As with strings, C++ provides a complex number class in STL. D avoids OOP again and provides a built-in type. There are a number of advantages to this.

  1. Simpler and more intuitive syntax for creating complex numbers. In D: cfloat a = 1 + 2i / (2 + 1i). The equivalent in C++: complex<float> a = 1 + complex<float>(0,2) / complex<float>(2,1);

  2. As with strings, the D version is more efficient. Particularly because in D there are the ifloat, idouble, and ireal types which spare the program from having to do extra calculations when dealing with purely imaginary numbers.

  3. In C++ there is no imaginary type, only complex. According to Digital Mars [D2007C] some equations this can result in incorrect values. Also, it is doubtful that there would be any use for inheritance with from a complex number class. If there was, a workaround using composition would be more than sufficient.

Properties in D

D uses a feature called properties. Every variable, type and expression has properties associated with it. The properties init, sizeof, alignof, mangleof, and stringof are always defined.

Here is an example of properties on an array:

import std.stdio;

int main()
{
    char[] hello = "Uryyb Jbeyq";
    writefln(hello.sizeof);
    writefln(hello.length);
    writefln(hello);
    return 0;
}

And the resulting output:

16
11
Uryyb Jbeyq

Classes and structs have properties as well. By default they have the five that all types have, but more can be defined as well. For classes and structs, a property is simply any method with 0 or 1 arguments. Thus to get a property:

var = obj.propertyName;
// is translated into
var = obj.propertyName();

And to set a property:

obj.propertyName = var;
// is translated into
obj.propertyName(var);

Consider the following class definition:

class Person
{
    protected char[] fName;
    protected char[] lName;

    this(char[] firstName, char[] lastName)
    {
        fName = firstName;
        lName = lastName;
    }

    public char[] name()
    {
        return fName ~ " " ~ lName;
    }

    public char[] firstName(char[] str)
    {
        return fName = str;
    }
}

Then the following program will give the following output:

import std.stdio;

int main()
{
    Person p = new Person("Some","Guy");
    writefln(p.name);
    p.firstName = "Another";
    writefln(p.name);
    return 0;
}
Some Guy
Another Guy

Setting properties can be overloaded like other methods and the actually method called will depend on the type of the variable being assigned to the property.

This enables D to conform to the Uniform Access Principle [BM2005] and gives programmers more flexibility. The traditional design pattern of getter and setter functions can be implemented transparently.

Conclusion

Both C++ and D promote unique styles to object oriented programming. While they do share a some similarities, there are a large number of differences in the details of how things are done and the constraints that are set upon different parts.

C++ is an old and widely used language. C++ is heavily dependent on STL, using objects and classes for almost anything possible.
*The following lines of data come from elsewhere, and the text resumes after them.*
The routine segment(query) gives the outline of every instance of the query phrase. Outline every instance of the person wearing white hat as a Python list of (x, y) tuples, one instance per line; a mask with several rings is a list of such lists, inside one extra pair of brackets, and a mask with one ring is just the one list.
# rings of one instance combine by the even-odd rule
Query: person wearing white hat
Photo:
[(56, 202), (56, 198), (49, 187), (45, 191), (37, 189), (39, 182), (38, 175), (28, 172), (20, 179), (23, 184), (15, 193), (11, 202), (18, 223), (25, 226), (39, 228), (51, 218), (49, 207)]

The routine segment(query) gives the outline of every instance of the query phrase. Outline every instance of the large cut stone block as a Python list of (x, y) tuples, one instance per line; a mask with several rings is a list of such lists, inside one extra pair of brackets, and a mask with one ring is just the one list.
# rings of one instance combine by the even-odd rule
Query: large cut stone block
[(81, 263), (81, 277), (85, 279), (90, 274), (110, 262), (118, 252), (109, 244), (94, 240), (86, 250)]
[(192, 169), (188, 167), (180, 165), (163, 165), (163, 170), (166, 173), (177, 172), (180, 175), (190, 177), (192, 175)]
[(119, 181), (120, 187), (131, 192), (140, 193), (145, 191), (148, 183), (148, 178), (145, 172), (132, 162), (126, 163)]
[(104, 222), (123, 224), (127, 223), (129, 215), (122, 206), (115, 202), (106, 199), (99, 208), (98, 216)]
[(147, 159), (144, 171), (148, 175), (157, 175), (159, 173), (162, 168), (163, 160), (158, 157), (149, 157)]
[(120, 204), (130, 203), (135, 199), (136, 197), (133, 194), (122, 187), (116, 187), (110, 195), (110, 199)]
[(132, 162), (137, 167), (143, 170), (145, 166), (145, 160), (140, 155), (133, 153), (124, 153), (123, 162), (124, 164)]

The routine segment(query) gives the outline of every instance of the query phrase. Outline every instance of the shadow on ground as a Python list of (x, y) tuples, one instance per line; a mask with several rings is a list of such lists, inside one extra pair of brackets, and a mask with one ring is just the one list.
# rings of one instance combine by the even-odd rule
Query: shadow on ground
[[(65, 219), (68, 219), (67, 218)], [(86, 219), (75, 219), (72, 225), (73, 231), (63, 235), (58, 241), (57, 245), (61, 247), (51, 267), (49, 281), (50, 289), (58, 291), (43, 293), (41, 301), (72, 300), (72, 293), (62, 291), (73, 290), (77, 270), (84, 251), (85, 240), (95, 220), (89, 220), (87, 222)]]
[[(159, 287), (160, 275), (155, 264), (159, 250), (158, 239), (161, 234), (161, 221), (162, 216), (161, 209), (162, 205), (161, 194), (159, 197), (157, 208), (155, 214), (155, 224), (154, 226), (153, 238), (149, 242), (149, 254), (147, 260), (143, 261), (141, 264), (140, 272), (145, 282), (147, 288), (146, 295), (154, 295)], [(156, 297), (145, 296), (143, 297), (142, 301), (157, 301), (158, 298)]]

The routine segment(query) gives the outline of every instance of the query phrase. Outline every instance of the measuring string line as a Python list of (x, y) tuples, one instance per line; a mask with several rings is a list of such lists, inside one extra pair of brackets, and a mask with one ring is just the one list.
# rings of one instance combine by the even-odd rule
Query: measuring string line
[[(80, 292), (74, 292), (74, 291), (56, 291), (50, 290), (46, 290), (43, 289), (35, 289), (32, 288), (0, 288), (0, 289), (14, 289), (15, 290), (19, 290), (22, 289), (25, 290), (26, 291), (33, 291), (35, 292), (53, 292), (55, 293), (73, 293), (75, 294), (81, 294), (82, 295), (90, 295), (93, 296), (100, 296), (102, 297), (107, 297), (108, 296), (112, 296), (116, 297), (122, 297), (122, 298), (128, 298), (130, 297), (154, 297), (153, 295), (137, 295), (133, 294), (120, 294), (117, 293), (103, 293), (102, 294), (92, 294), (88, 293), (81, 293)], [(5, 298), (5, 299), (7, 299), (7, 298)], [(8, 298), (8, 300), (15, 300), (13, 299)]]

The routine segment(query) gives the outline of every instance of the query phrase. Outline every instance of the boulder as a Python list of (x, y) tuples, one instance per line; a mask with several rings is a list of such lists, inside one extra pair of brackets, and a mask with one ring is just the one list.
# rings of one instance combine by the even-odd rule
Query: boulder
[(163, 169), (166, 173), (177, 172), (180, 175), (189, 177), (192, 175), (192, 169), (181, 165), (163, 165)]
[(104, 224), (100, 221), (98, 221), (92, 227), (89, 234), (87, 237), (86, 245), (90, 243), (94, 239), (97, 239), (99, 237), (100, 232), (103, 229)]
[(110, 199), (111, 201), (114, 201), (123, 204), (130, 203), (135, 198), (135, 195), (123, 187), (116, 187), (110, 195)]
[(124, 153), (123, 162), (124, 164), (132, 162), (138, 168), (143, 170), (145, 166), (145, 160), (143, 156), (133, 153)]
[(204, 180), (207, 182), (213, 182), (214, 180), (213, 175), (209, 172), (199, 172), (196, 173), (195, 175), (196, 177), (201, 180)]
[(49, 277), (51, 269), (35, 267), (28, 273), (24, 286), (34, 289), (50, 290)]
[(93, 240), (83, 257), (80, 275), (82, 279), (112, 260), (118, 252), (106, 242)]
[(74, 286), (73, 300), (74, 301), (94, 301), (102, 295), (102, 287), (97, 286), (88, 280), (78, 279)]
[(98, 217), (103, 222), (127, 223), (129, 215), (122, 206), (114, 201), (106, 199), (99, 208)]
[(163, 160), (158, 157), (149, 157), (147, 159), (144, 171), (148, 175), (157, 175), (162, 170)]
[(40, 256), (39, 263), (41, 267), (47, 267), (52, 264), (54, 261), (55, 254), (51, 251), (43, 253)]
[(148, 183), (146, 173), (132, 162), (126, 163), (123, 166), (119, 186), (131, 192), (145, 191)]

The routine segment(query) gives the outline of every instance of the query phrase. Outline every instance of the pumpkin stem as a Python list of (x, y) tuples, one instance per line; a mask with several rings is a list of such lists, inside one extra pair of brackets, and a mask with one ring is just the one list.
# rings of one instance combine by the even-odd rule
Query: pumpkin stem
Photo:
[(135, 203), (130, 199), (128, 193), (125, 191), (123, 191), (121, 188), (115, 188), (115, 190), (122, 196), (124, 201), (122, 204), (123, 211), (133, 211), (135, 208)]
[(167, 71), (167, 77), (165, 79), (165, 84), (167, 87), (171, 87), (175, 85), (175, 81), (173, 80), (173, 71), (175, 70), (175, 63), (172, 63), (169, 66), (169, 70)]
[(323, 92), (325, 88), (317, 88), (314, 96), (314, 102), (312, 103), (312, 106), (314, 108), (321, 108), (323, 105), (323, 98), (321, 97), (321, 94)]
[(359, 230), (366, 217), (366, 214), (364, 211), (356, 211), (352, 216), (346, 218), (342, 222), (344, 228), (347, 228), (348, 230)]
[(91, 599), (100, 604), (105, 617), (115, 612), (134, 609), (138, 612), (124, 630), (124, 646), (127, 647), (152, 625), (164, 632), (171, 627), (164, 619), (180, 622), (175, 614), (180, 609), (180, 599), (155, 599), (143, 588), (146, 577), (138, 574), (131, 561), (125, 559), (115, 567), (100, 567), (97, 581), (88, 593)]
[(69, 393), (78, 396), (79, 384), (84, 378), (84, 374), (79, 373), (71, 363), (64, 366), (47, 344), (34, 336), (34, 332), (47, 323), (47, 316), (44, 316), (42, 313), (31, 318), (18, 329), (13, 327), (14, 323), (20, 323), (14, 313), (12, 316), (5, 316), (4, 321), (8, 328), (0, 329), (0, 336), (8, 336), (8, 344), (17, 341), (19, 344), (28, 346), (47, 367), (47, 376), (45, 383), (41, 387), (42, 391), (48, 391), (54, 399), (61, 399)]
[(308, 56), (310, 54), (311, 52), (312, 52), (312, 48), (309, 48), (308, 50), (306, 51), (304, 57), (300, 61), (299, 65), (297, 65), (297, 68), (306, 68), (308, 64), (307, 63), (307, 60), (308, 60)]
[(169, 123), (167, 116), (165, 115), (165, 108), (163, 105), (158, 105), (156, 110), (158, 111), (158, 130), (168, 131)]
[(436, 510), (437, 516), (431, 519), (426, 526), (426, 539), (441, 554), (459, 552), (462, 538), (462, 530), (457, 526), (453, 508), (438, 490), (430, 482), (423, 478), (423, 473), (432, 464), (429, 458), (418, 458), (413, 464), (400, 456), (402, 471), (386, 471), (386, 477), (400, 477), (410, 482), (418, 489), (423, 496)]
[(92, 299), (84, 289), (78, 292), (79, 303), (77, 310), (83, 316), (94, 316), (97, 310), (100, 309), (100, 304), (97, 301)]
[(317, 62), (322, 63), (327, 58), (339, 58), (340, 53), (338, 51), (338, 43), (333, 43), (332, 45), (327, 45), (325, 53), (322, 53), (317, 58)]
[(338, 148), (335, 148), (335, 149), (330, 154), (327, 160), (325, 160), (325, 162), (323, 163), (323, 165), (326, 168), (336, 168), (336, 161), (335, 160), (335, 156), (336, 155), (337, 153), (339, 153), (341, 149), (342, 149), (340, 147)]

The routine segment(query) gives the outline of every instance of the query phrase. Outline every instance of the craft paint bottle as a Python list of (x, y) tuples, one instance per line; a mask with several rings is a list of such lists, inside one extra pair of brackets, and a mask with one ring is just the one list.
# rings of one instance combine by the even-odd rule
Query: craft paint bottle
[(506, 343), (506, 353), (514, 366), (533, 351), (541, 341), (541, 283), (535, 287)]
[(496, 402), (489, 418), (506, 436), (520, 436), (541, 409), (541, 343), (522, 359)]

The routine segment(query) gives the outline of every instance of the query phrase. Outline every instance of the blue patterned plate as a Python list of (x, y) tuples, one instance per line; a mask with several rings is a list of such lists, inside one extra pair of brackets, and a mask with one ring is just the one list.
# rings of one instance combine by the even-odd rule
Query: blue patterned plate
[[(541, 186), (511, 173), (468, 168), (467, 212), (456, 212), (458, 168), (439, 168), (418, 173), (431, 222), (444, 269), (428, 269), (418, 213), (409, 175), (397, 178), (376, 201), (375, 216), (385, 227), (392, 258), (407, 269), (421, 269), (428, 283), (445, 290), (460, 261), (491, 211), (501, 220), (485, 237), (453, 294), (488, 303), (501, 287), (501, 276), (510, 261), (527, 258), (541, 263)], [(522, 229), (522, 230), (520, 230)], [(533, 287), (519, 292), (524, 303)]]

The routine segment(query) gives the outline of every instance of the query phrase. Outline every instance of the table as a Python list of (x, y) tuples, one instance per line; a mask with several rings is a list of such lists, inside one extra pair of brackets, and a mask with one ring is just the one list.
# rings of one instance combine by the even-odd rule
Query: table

C++ has many, many features and writing a compliant compiler would a difficult task.

D is a relatively new language. It solves many of the problems with C, but it breaks compatibility with the language too. To make the language easier to understand and use, D does not add a number of the less useful features of C++, like multiple inheritance and non-virtual methods.

While classes and objects are a fundamental part of the language, arrays can sometimes be used to archive the same effect in a much simpler and more efficient manner. D also has many other features that are interesting, but not particularly related to OOP like contracts and built-in unit tests. It is definitely a language worth observing.

Notes

The code samples in this document were all compiled and tested with the Gnu Compiler Collection (GCC) version 4.1.2 with the GDC (D front-end) version 0.23. The D compiler should be compatible with version 1.007 of the Digital Mars D compiler (DMD).

References

[BS2007] Bjarne Stroustrup. 2007-1-28. The C++ Programming Languager.
[SP2003] Herb Sutter and Tom Plum. 2003-3-3. Why We Can’t Afford Export.
[D2007C] 2007-3-23. D Complex Types and C++ std::complex. In Digital Mars – The D Programming Language.
[BM2005] Bertrand Meyer. 2005-10. Business plus pleasure. EiffelWorld.